To further extend this open ecosystem, Taggle has adopted NB-IoT as a secondary radio standard, and recently announced Taggle’s first NB-IoT transmitting device, the NB3D. The NB3D is a battery powered, add-on telemetry device that is suitable for use with residential, commercial and industrial water meters.
The NB-IoT radio supports low cost, utility-scale deployments using existing NB-IoT cellular networks and is particularly suited to dense urban environments.
Leading innovation
Taggle is well known for its proprietary radio network, the Taggle Byron LPWAN, which was designed by its engineering founders, some of whom were part of the team who invented Wi-Fi.
This network was an Australian innovation that helped position Taggle as the technology leader and first mover in the smart water industry. Much has changed however since those early days where Taggle’s business revolved around the network.
Today, Taggle provides a complete end-to-end smart water metering ecosystem that is open and interoperable, allowing data to flow from different sources through Taggle’s Aqualus Water IoT Platform, into the client’s business applications where it is required, including third party vendor systems.
NB-IoT connectivity complements the Taggle Byron Network, offering flexibility and choice to Taggle customers for their smart water meter deployments. Taggle also has satellite connectivity with Myriota satellite devices, for those remote applications where direct to satellite is the most cost-efficient way to monitor water assets.
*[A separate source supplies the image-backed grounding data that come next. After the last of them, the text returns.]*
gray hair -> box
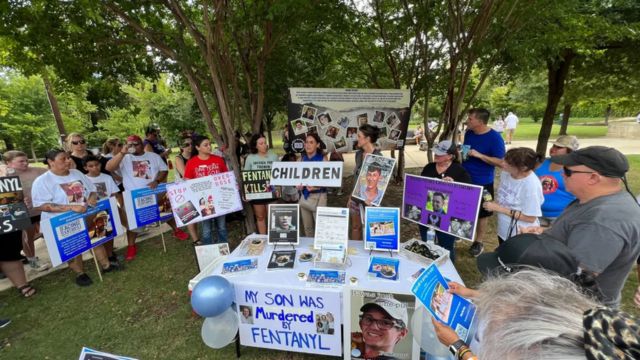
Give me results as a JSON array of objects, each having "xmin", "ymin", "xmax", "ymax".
[{"xmin": 475, "ymin": 268, "xmax": 596, "ymax": 360}]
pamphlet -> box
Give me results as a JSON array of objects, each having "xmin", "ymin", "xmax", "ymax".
[
  {"xmin": 194, "ymin": 243, "xmax": 230, "ymax": 271},
  {"xmin": 221, "ymin": 258, "xmax": 259, "ymax": 276},
  {"xmin": 367, "ymin": 256, "xmax": 400, "ymax": 281},
  {"xmin": 313, "ymin": 207, "xmax": 349, "ymax": 249},
  {"xmin": 364, "ymin": 207, "xmax": 400, "ymax": 251},
  {"xmin": 316, "ymin": 245, "xmax": 346, "ymax": 265},
  {"xmin": 411, "ymin": 264, "xmax": 476, "ymax": 342},
  {"xmin": 306, "ymin": 269, "xmax": 346, "ymax": 286},
  {"xmin": 267, "ymin": 249, "xmax": 296, "ymax": 270}
]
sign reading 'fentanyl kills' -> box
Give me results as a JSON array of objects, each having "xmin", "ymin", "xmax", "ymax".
[{"xmin": 269, "ymin": 162, "xmax": 343, "ymax": 187}]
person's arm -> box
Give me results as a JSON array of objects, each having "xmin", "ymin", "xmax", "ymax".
[
  {"xmin": 482, "ymin": 202, "xmax": 538, "ymax": 223},
  {"xmin": 106, "ymin": 145, "xmax": 128, "ymax": 172},
  {"xmin": 144, "ymin": 142, "xmax": 154, "ymax": 153},
  {"xmin": 175, "ymin": 155, "xmax": 186, "ymax": 176},
  {"xmin": 34, "ymin": 203, "xmax": 87, "ymax": 214},
  {"xmin": 149, "ymin": 170, "xmax": 168, "ymax": 189},
  {"xmin": 431, "ymin": 319, "xmax": 477, "ymax": 360},
  {"xmin": 468, "ymin": 149, "xmax": 503, "ymax": 168}
]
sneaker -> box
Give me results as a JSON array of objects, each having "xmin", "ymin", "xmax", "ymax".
[
  {"xmin": 0, "ymin": 318, "xmax": 10, "ymax": 329},
  {"xmin": 75, "ymin": 273, "xmax": 93, "ymax": 287},
  {"xmin": 102, "ymin": 263, "xmax": 121, "ymax": 273},
  {"xmin": 173, "ymin": 228, "xmax": 189, "ymax": 241},
  {"xmin": 469, "ymin": 241, "xmax": 484, "ymax": 257},
  {"xmin": 125, "ymin": 245, "xmax": 137, "ymax": 261},
  {"xmin": 28, "ymin": 257, "xmax": 50, "ymax": 272}
]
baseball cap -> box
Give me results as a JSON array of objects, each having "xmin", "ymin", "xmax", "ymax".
[
  {"xmin": 360, "ymin": 297, "xmax": 409, "ymax": 327},
  {"xmin": 552, "ymin": 135, "xmax": 579, "ymax": 151},
  {"xmin": 126, "ymin": 135, "xmax": 143, "ymax": 144},
  {"xmin": 477, "ymin": 233, "xmax": 579, "ymax": 278},
  {"xmin": 432, "ymin": 140, "xmax": 455, "ymax": 156},
  {"xmin": 550, "ymin": 146, "xmax": 628, "ymax": 178}
]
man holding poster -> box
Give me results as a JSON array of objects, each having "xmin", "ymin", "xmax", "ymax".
[{"xmin": 106, "ymin": 135, "xmax": 189, "ymax": 261}]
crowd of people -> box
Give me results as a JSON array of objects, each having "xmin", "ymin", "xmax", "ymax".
[{"xmin": 2, "ymin": 110, "xmax": 640, "ymax": 358}]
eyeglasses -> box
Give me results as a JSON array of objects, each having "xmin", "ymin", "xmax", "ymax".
[
  {"xmin": 181, "ymin": 143, "xmax": 192, "ymax": 148},
  {"xmin": 563, "ymin": 167, "xmax": 595, "ymax": 177},
  {"xmin": 359, "ymin": 314, "xmax": 401, "ymax": 330},
  {"xmin": 127, "ymin": 142, "xmax": 140, "ymax": 147},
  {"xmin": 71, "ymin": 140, "xmax": 86, "ymax": 145}
]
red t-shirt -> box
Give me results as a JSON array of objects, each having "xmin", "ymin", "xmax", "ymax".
[{"xmin": 183, "ymin": 155, "xmax": 228, "ymax": 179}]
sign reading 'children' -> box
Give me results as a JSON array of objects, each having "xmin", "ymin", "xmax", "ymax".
[
  {"xmin": 269, "ymin": 162, "xmax": 343, "ymax": 187},
  {"xmin": 235, "ymin": 283, "xmax": 342, "ymax": 356}
]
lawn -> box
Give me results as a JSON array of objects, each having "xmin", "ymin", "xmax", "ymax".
[{"xmin": 2, "ymin": 156, "xmax": 638, "ymax": 359}]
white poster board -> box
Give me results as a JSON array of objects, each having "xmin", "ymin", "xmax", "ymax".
[
  {"xmin": 269, "ymin": 162, "xmax": 343, "ymax": 187},
  {"xmin": 313, "ymin": 207, "xmax": 349, "ymax": 250}
]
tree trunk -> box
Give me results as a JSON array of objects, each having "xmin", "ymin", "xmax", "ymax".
[
  {"xmin": 30, "ymin": 143, "xmax": 37, "ymax": 161},
  {"xmin": 536, "ymin": 50, "xmax": 575, "ymax": 157},
  {"xmin": 265, "ymin": 113, "xmax": 274, "ymax": 148},
  {"xmin": 42, "ymin": 72, "xmax": 67, "ymax": 145},
  {"xmin": 605, "ymin": 104, "xmax": 611, "ymax": 125},
  {"xmin": 559, "ymin": 102, "xmax": 572, "ymax": 135}
]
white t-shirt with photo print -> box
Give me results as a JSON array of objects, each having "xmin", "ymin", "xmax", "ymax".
[
  {"xmin": 32, "ymin": 169, "xmax": 97, "ymax": 221},
  {"xmin": 86, "ymin": 173, "xmax": 120, "ymax": 200},
  {"xmin": 496, "ymin": 171, "xmax": 544, "ymax": 240},
  {"xmin": 117, "ymin": 152, "xmax": 168, "ymax": 191}
]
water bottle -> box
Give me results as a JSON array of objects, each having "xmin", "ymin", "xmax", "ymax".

At the launch of the NB3D at OzWater, Taggle Chief Executive Officer, David Peters said “Having the flexibility to choose between various radio technologies to suit different environments and applications, provides Taggle customers with unrivalled choice and service options.”
The NB3D records water flow from the connected meter every hour and transmits these readings daily. Taggle’s engineering team have applied their radio innovation expertise in order to optimise the battery life, and hence the NB3D has an expected device life of 15 years*.
Taggle will continue to provide the end-to-end solution including “network as a service” to enable simple procurement and streamlined operations, so the NB3D contains a pre-integrated SIM and Taggle managed NB-IoT communications from existing telco network providers.